Reversibility of mechanical and biochemical changes in smooth muscle due to anoxia and substrate depletion

Abstract

The effect of temporary glucose and oxygen deprivation on isometric tension as well as content of glycogen, creatine phosphate (CP), adenosine triphosphate (ATP), adenosine diphosphate (ADP), adenosine monophosphate (AMP), and adenylate pool (AP) were studied in potassium-contracted guinea pig isolated taenia coli. Under aerobic conditions glucose removal caused a decrease in tension, glycogen, CP, ATP, and energy charge; ADP and AMP increased, keeping the adenylate pool size unchanged. During rigor caused by additional anoxia, there was an increase in tension associated with further decrease in ATP and marked reduction of adenylate pool.
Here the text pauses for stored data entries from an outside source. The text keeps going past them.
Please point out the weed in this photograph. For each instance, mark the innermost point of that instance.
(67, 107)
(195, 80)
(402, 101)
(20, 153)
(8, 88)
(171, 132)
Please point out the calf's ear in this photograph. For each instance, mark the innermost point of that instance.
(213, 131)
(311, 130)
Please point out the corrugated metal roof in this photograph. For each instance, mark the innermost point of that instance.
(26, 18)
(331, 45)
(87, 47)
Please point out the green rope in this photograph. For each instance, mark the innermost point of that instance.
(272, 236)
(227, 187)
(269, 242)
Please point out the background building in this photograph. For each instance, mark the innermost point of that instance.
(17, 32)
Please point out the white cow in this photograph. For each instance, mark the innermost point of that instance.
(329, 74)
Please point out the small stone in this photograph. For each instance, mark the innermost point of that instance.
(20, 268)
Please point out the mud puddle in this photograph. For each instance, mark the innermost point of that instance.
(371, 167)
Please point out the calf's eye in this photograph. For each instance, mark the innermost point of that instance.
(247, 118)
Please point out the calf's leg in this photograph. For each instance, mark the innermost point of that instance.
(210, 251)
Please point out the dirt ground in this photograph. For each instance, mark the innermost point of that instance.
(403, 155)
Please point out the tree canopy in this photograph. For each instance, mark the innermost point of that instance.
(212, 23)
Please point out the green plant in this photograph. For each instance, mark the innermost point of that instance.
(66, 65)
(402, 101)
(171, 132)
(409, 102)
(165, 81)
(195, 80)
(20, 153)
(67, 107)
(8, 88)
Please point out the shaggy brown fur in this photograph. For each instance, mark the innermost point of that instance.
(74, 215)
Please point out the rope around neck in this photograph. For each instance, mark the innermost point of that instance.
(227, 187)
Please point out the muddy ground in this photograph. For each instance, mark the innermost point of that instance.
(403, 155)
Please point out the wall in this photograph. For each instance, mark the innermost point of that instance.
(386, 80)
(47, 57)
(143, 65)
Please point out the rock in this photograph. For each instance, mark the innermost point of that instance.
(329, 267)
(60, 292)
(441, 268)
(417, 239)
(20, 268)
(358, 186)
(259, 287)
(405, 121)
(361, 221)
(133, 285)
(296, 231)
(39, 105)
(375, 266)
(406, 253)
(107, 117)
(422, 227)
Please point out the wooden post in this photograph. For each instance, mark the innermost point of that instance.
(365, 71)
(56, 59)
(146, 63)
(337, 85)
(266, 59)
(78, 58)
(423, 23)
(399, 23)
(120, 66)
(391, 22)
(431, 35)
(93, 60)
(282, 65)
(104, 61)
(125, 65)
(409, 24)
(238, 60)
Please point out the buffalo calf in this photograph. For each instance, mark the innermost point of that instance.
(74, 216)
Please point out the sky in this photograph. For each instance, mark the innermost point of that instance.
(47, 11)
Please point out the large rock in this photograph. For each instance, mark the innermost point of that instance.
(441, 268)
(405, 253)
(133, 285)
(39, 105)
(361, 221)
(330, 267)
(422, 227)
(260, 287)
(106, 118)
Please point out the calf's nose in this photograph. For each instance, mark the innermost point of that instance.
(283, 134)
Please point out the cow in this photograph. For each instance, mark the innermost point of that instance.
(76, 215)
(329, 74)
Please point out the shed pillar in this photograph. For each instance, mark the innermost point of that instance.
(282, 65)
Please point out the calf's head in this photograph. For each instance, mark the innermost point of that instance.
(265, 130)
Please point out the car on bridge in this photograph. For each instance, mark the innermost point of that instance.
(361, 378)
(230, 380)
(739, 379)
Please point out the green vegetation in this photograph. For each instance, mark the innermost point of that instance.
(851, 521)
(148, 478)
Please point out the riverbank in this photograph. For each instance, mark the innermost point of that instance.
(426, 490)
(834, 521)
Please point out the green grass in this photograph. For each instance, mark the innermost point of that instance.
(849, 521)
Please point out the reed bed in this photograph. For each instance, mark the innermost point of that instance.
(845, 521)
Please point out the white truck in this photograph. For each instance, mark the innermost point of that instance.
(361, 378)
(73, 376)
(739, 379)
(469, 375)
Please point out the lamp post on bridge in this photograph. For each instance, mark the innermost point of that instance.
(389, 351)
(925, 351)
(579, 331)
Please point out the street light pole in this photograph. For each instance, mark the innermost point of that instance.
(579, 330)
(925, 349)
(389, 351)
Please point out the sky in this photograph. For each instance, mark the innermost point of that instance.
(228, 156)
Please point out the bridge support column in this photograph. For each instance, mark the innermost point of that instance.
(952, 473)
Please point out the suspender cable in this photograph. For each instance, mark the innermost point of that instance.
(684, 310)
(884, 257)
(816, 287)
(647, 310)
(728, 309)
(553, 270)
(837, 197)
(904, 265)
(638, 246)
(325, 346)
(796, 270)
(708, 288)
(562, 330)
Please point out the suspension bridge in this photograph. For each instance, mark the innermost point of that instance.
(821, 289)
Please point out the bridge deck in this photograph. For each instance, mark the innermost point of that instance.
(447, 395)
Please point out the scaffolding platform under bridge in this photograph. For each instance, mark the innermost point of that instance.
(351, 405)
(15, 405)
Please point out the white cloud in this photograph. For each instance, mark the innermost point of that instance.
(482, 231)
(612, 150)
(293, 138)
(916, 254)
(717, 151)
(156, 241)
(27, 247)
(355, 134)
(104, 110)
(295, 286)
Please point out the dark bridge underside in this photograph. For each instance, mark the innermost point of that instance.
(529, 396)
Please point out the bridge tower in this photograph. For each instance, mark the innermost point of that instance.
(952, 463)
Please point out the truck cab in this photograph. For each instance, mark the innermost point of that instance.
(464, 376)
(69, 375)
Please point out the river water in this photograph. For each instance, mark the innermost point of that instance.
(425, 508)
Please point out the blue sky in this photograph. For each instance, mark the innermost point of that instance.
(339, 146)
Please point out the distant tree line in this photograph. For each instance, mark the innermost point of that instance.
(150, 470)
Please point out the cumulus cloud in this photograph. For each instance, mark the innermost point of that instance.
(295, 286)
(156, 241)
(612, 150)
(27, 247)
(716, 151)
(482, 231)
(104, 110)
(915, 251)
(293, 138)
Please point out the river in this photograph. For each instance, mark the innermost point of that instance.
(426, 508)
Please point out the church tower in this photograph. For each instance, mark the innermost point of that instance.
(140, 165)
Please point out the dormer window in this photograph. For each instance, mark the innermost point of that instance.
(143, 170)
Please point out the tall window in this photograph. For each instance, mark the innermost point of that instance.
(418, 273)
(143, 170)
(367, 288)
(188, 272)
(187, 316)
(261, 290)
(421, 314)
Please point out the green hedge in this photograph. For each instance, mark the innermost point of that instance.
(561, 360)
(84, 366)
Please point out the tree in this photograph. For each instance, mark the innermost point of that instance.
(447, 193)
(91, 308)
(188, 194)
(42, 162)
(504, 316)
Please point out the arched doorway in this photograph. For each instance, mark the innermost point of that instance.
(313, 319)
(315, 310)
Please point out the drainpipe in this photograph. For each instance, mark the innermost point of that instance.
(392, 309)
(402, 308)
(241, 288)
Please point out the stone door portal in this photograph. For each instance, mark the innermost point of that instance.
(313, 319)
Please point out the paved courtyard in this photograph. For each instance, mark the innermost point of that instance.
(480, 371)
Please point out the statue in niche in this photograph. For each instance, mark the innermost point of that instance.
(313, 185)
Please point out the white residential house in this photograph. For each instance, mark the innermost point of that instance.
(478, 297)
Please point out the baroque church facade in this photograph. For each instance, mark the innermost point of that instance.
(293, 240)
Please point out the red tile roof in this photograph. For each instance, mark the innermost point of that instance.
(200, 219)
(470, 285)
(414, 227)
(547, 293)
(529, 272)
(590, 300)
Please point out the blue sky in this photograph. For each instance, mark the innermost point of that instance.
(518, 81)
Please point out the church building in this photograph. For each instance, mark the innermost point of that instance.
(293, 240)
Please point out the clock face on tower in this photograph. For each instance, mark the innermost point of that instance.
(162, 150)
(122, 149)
Restoration of oxygen supply caused only a small increase in ATP that, though sufficient for abolishing rigor, was insufficient to support potassium contraction. Restoration of both glucose and oxygen did not restore tension even though ATP stores were increased further. Elevation of extracellular calcium caused partial restoration of tension, suggesting that the defect was in calcium metabolism rather than energy metabolism. During recovery AP remained low, possibly due to deamination of AMP. Anoxia in the presence of glucose reduced ATP to a concentration similar to that due to aerobic glucose deprivation but tension decreased much less. This result is consistent with different degrees of ATP depletion in various functional (Ca pump vs. contractile mechanism) compartments.